Der Philosoph wollte auf seine Frage ein ganz anderes Kunststück hören, nicht die scheinbare Banalität dessen, was der Musiker alle Tage tut. Sind zwei Begriffe angetreten, ihre Verbindbarkeit zu erweisen, dann gibt es nur zwei Möglichkeiten einer sachgemäßen Antwort in Gestalt eines gesprächswürdigen Argumentes. Entweder wir finden einen dritten Begriff, in dem sich die beiden als Unterbegriffe vereinigend und trennend bewegen können und müssen, oder, und dies ist das Salz im Sauerteig der Anstrengung des Begriffes, wir zeigen, daß die genannten beiden Begriffe in ihrem innersten Wesen identisch sind, und daß sie in ihrer Trennbarkeit ihre Identität, und in ihrer Identität ihre Trennbarkeit vorführen.

Des Philosophen Voraussetzung bei seinem Tun ist also offensichtlich, daß alle Realitäten in ihrem wahrheitsfähigen Grunde Begriffe sind; und weil dem Musiker in seinem Musikerleben das Licht noch nicht aufgehen konnte, diese Voraussetzung teilen zu müssen, sinnt er auf andere Antwortmöglichkeiten oder gar auf die Möglichkeit einer musikpraktisch resoluten Antwortverweigerung. Daher vernehmen wir des öfteren des Musikers selbstverrätselte Auskunft, das Wesen der Musik sei so geheimnisvoll und unerkennbar, oder so subjektiv und unerfaßbar, daß sich niemand unterstehen dürfe und könne, den Schleier dieser Maya zu lüften.

Nicht verwunderlich daher, daß sich noch in den Tagen unserer angeblichen Wissensgesellschaft der gestandene Musiker weithin dem philosophischen Denken über Musik verweigert. Über die unüberbrückbare Getrenntheit der Welten von Philosophie und Musik sei kein Zweifel möglich, das eine habe mit dem anderen nichts zu tun, das eine fördere das andere nicht, daher könnten die beiden einander nicht zu Nutze sein.
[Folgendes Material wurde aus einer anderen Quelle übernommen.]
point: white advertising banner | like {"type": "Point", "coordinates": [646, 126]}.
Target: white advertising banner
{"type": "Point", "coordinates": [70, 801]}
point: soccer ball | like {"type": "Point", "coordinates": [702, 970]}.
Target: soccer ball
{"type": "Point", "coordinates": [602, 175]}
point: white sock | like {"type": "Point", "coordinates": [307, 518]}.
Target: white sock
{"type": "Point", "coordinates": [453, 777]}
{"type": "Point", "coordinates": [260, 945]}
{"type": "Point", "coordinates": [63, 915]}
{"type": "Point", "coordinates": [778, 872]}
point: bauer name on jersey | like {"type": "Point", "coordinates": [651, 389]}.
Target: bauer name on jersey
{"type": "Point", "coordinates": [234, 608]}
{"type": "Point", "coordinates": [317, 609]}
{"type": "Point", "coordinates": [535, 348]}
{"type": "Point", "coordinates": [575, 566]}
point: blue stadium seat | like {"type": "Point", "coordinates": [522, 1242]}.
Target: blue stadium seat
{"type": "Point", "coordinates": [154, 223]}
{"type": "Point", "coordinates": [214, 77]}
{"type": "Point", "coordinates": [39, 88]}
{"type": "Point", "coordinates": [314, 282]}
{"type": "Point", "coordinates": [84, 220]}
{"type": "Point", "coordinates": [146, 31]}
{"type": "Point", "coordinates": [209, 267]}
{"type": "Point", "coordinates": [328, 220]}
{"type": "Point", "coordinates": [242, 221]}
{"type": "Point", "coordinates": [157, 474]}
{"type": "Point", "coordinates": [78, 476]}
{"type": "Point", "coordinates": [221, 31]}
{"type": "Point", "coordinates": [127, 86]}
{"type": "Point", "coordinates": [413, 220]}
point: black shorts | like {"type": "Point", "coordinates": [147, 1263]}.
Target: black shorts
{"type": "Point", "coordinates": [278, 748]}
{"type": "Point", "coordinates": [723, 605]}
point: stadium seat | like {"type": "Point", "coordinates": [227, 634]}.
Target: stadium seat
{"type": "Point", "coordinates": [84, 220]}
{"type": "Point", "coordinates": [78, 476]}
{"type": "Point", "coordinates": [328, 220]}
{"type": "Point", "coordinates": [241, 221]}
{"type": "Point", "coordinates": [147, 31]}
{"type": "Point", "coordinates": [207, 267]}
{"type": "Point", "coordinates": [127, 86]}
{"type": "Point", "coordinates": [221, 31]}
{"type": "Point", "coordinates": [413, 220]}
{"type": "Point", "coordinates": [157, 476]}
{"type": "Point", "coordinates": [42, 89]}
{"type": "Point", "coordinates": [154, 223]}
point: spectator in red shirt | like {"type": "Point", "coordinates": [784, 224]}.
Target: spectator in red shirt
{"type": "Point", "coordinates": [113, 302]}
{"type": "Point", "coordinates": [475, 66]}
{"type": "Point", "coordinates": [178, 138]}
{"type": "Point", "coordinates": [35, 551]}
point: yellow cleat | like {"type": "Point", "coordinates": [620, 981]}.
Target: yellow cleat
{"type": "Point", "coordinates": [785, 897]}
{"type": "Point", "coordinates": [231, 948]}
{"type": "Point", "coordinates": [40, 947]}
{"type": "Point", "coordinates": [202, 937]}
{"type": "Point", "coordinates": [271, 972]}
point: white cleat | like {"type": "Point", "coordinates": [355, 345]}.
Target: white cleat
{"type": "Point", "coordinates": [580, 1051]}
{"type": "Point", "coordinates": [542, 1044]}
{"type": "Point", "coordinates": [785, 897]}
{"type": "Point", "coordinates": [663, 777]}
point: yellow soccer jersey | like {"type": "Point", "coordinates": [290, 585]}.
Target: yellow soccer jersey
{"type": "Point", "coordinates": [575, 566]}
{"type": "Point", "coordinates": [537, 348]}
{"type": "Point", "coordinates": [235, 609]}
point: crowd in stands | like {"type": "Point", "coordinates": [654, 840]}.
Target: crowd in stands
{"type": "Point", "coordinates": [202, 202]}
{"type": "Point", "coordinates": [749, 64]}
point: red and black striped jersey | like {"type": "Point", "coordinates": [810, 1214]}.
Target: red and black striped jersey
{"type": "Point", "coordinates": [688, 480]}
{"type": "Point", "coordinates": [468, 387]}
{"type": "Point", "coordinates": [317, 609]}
Warum und wozu dann Musikphilosophie? Weil Musik und Musizieren seit dem 19. Jahrhundert ihre wahrheitsfähige Selbstevidenz im Bewußtsein der Menschheit verlieren; folglich hat der universale Geist der Musik ein Interesse daran, auch unter Mithilfe der Philosophie, zu retten, was noch zu retten ist.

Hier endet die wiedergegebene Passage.